The victims died of stab wounds to their necks and torsos, and Chen has implicated himself in the killings, Banks said.
"It's a scene you'll never forget," he said.
Chen had been staying with the family on the first floor of the two-story brick house for about a week.
He was unemployed after being fired from a string of restaurant jobs he held for just a few weeks at a time, according to neighbors and relatives in the working-class neighborhood dominated by a large community of immigrants from China.
Almost a decade after coming to the United States as a teenager, he still was fluent only in Mandarin Chinese, Banks said.
"He was bouncing around," said Banks.
Chen apparently was jealous of fellow immigrants' successes in America.
"He made a very soft comment that since he came to this country, everybody seems to be doing better than him," Banks said.
The children's father, his cousin, was not home late Saturday evening; he was working at a Long Island restaurant, one neighbor said.
The mother tried to call him because she was alarmed about Chen's "suspicious" behavior earlier in the evening, Banks said.
When she couldn't reach her husband, Li called her mother-in-law in China, who also could not immediately reach her son. The mother-in-law then reached out to her daughter in the same Brooklyn neighborhood, Banks said.
The sister-in-law and her husband went to the house at about 11 p.m. and kept banging on the door till someone answered, police said.
It was Chen, "and they see that he's covered with blood," Banks said. "They don't know who this person is."
The couple fled, called 911, and detectives investigating another matter nearby responded quickly, Banks said.
Yuan Gao, a cousin of the mother, came by the house Sunday and stood on the tree-lined street with well-tended row houses, half a block from the neighborhood thoroughfare, its open air markets, Chinese restaurants and shops bustling with Sunday morning shoppers. Many walked over to the house, milling around and discussing the most horrible crime they could remember.
But almost none spoke English, and the few who did remained tight-lipped.
Some said that at Chen's last temporary home, days before the killings, late-night arguments were loud enough to be heard outside.
Gao said he had moved to the area recently and was staying with whoever would take him for brief periods of time.
Bob Madden, who lives a block away, was walking his dog on Saturday night when he saw the young man being taken away in a police cruiser.
"He was barefoot, wearing dungarees, and he was staring, he was expressionless," Madden said.
The suspect was in custody Sunday, but is still awaiting arraignment.

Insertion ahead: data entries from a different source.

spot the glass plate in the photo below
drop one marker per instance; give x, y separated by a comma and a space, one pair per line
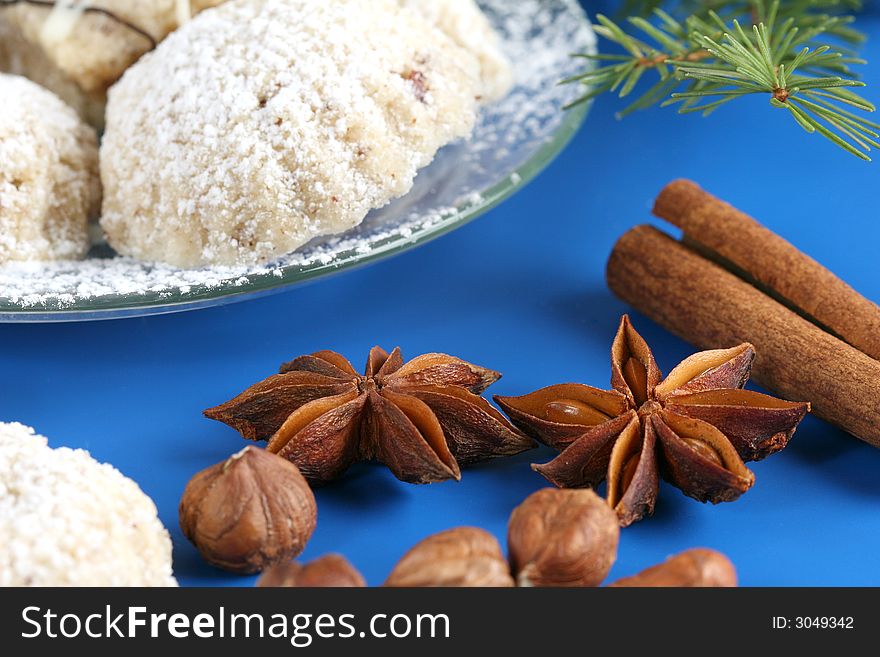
512, 142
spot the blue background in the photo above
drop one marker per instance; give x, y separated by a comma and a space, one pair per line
521, 290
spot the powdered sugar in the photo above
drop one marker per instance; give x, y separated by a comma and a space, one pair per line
538, 37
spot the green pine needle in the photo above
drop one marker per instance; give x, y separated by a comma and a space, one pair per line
791, 52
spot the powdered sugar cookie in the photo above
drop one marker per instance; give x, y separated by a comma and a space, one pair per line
49, 185
78, 52
262, 124
465, 24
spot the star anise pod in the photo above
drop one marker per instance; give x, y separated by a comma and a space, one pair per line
423, 419
694, 428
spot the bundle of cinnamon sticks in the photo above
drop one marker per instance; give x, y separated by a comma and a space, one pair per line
731, 280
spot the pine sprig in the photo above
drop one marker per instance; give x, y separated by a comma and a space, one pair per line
709, 59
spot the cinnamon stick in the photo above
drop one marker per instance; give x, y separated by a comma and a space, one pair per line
771, 263
709, 306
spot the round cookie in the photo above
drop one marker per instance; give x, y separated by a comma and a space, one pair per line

It was unclear whether he had an attorney.
Banks said Chen had at first resisted arrest and, while being processed, assaulted a police officer.
Neighbor May Chan told the Daily News it was "heartbreaking" to learn of the deaths of children she often saw running around and playing.
"They run around by my garage playing. They run up and down screaming," Chan said.
"The father was freaking out," she said. "He just came home from work and saw the police and they told him. He was hysterical."